The country has fallen silent to remember its war dead at services across the country as the Queen led the nation in honouring the fallen.
At the Cenotaph memorial in London, the monarch laid the first wreath to commemorate members of the Armed Forces who died fighting in all conflicts since the First World War.
In brilliant autumn sunshine, senior members of the monarchy joined Prime Minister David Cameron, military chiefs, servicemen and women and thousands of watching spectators in paying their respects.
When the first stroke of eleven sounded from nearby Big Ben, Whitehall observed a two-minute silence only punctuated by the hum of distant London traffic and birds.
The Queen laid the first wreath, followed by the Duke of Edinburgh.
Then the Duke of Cambridge, wearing his RAF uniform, laid a wreath, under the gaze of the Duchess of Cambridge, who watched from a balcony at the Foreign Office alongside the Countess of Wessex and the Princess Royal's husband Vice Admiral Sir Timothy Lawrence.

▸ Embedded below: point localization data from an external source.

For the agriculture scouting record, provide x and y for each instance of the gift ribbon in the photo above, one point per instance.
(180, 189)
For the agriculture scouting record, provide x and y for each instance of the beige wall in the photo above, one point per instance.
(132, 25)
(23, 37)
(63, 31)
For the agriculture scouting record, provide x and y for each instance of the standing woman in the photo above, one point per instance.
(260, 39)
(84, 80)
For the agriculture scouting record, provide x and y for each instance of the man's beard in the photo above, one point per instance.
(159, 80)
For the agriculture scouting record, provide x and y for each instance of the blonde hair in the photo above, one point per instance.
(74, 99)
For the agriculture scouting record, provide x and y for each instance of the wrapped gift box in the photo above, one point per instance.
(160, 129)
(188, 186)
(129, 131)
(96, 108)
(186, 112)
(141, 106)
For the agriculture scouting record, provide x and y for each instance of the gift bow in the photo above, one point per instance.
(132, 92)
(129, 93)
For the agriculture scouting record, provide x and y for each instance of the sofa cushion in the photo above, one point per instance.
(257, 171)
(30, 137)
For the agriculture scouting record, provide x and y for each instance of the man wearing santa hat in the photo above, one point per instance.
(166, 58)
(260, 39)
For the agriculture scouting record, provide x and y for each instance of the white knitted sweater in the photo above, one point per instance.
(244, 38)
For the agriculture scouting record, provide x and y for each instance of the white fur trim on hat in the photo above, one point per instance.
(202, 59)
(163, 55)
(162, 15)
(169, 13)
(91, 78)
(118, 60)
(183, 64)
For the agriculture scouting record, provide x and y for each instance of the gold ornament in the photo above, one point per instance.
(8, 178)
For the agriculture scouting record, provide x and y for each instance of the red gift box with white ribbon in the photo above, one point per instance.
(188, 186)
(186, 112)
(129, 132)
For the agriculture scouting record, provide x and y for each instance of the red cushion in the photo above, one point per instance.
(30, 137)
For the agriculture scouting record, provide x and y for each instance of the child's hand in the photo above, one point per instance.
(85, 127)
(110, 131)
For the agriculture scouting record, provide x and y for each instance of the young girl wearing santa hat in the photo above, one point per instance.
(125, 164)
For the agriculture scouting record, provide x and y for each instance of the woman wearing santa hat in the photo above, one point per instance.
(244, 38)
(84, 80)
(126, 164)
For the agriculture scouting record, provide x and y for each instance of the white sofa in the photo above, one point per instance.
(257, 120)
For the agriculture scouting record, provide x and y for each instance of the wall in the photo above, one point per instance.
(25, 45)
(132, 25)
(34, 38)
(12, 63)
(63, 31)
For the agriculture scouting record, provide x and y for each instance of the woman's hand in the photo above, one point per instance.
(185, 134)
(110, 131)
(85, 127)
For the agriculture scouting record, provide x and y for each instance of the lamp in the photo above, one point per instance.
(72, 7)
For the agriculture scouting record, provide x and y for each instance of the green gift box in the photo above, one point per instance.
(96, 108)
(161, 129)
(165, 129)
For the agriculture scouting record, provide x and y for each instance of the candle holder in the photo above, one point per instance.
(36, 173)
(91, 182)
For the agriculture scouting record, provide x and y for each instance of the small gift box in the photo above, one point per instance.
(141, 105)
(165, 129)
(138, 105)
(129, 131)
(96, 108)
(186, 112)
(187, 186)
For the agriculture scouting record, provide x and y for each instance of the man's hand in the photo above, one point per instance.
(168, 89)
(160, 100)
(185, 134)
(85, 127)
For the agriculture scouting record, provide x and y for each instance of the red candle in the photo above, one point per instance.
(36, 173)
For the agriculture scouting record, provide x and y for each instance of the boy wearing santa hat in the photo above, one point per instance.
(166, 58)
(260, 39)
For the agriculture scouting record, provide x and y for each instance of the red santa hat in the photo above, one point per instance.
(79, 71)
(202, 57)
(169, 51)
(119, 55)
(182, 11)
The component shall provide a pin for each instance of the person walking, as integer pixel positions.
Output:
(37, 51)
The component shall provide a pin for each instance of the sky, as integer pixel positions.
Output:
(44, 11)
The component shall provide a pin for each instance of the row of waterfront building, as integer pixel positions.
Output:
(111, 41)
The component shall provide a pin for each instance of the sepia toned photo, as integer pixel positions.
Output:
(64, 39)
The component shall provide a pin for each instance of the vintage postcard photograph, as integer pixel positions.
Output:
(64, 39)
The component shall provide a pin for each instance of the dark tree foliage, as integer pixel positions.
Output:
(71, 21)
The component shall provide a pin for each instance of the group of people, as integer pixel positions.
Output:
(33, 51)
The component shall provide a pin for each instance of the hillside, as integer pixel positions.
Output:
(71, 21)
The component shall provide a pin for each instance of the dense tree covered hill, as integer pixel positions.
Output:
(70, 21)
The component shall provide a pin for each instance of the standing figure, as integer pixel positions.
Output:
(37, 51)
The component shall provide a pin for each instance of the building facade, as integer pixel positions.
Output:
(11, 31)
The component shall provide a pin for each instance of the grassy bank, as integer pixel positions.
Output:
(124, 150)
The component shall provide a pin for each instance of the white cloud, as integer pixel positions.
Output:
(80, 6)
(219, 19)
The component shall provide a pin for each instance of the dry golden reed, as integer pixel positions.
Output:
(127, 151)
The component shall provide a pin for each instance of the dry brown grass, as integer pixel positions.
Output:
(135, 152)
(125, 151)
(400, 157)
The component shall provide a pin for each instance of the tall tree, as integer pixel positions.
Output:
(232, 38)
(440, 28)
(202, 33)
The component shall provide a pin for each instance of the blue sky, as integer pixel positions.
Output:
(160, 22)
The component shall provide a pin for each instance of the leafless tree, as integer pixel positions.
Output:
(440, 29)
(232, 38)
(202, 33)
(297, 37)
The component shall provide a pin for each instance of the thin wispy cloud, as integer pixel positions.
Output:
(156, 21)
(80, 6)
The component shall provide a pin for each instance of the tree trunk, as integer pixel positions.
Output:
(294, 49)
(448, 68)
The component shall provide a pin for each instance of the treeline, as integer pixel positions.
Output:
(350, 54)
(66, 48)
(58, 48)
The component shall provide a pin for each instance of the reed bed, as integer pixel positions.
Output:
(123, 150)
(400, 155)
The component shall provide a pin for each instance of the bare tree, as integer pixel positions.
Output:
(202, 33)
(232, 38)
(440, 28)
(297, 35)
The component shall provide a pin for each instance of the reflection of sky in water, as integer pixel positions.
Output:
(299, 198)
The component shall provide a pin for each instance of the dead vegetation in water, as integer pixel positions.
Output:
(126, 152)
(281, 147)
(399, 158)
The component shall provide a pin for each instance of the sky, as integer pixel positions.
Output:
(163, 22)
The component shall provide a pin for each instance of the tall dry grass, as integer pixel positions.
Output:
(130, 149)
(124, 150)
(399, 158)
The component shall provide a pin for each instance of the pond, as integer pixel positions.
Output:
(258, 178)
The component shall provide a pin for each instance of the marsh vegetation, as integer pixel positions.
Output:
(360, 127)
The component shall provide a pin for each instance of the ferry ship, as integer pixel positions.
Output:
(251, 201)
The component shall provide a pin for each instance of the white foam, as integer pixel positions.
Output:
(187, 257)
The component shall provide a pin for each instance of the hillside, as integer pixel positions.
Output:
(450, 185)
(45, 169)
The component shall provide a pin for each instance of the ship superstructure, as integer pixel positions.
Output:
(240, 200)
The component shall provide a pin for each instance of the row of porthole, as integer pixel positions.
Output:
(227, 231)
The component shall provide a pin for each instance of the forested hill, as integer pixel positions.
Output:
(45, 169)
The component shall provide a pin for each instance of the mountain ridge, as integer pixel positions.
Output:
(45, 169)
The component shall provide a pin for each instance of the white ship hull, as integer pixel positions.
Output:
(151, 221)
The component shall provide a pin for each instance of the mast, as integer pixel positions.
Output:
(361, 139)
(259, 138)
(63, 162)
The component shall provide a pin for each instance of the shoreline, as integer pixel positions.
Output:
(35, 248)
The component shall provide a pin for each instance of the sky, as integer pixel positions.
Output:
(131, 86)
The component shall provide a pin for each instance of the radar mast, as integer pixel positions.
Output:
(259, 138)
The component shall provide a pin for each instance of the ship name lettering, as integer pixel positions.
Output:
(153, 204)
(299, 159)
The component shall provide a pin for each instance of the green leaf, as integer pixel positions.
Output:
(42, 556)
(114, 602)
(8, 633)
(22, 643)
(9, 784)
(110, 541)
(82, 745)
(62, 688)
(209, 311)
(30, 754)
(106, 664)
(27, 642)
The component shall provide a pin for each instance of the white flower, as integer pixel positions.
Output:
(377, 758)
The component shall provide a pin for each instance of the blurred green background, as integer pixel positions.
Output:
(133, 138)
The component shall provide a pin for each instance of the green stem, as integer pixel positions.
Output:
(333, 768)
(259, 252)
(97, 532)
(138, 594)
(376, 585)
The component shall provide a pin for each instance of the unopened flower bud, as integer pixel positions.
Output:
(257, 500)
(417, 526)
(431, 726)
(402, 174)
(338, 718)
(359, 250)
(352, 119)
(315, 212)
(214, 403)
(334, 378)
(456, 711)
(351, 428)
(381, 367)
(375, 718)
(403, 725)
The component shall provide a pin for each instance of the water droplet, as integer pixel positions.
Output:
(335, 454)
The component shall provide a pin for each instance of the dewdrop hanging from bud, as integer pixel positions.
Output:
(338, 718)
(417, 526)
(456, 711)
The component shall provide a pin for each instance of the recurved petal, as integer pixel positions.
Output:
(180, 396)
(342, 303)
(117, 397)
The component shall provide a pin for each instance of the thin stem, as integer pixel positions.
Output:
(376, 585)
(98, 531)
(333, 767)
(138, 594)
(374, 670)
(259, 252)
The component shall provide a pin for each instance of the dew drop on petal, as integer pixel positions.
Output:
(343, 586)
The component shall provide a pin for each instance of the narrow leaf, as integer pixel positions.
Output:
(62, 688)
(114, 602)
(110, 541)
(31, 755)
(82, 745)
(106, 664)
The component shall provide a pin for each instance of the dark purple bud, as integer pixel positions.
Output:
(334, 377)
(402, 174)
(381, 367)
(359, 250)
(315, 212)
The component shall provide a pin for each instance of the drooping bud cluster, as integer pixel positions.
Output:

William was followed by the Duke of York, the Earl of Wessex, the Princess Royal, Prince Michael of Kent and Field Marshal Lord Guthrie of Craigiebank.
Wreaths were also laid by Mr Cameron, Liberal Democrat leader Nick Clegg, opposition leader Ed Miliband and Westminster Plaid Cymru group leader Elfyn Llwyd, as well as high commissioners from Commonwealth countries and leaders of the Armed Forces.
The Prince of Wales and Duchess of Cornwall earlier attended a ceremony in Auckland as part of their Jubilee tour of New Zealand. Under grey skies the royals sat with New Zealand's prime minister John Key, veterans from across the decades, and members of the public around the Auckland Cenotaph.
The Duke of Kent was also overseas, representing the Queen at a service in the Falkland Islands.